5) Unplug the power: There are several instances when unplugging the power to a tool is a good idea. The most obvious one should be when maintenance is being performed. Maintenance could be changing out a blade or bit, removing dust and debris from the tool, recalibration, etc. A good rule to keep in mind is to unplug the tool anytime your hands are on the tool and not a work piece (wood). Other examples of when to keep your tools unplugged is when your workspace is damp or uninsulated to reduce the risk of electrical shock, when kids or shop visitors are present to avoid accidental engagement, when you're absent in the shop for a long period of time to safeguard against unwanted events. Remember to make sure the switch is in the off position when you plug up the tool.

6) Lighting: Always use good lighting when working with any tool. Never try to use a hand held light fixture while operating a power tool. Good lighting is very important to be able to see the work piece you're working on to avoid misjudgment and accuracy.

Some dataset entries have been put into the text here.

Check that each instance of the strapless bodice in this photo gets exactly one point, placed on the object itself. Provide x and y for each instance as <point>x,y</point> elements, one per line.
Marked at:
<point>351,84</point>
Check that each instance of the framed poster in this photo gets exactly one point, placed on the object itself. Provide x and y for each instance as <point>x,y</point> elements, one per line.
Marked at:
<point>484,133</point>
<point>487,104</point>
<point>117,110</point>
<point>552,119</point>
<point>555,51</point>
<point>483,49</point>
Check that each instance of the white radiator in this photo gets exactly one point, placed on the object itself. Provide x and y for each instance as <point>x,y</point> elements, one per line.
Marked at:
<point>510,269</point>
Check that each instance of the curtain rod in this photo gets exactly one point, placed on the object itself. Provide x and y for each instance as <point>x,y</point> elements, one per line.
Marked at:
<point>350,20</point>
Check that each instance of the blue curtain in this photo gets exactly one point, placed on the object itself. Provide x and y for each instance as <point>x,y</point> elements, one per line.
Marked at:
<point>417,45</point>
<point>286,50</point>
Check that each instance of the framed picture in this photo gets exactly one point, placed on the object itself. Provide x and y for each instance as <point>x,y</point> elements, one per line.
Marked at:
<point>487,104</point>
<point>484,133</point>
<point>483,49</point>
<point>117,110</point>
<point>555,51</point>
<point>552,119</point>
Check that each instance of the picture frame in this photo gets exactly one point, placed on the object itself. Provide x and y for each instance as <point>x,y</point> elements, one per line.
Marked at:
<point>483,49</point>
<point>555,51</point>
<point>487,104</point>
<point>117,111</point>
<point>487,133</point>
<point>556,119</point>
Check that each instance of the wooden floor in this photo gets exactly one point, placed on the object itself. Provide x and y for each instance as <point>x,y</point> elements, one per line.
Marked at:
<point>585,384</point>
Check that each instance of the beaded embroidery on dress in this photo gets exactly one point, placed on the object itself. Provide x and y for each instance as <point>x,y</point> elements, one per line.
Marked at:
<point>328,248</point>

7) Never start the blade touching the work piece: When cutting a piece of wood, always start the blade then work the blade into the work piece or the work piece into the blade. If the blade is started on or touching the work piece you could experience kickback, which could result in serious injury. Always use push sticks or push blocks when possible to reduce risk of injury.

8) Cleanliness: It is a good idea to clean up scrap material and return all the tools back to their designated places after every project. This practice is a good idea for several reasons; A) You know where everything is for the next phase or project. B) It keeps the work area clean and clear of clutter that otherwise could cause someone to trip or fall. C) It helps us stay motivated to keep working and creating.

9) Know where the first aid kit, fire extinguisher, and exit is located: Every wood shop should have a fire extinguisher in plain sight and and a first aid kit available. In an event someone or something needs attention you'll know where to look. Also, knowing where the exits are in a shop or building will be important information to know if fire becomes an issue. Also keep in mind others that work around you that might need assistance in an emergency.

10) Never operate power tools under the influence: Never use drugs or alcohol while operating power tools. Impaired vision and judgment could increase the risk of injury.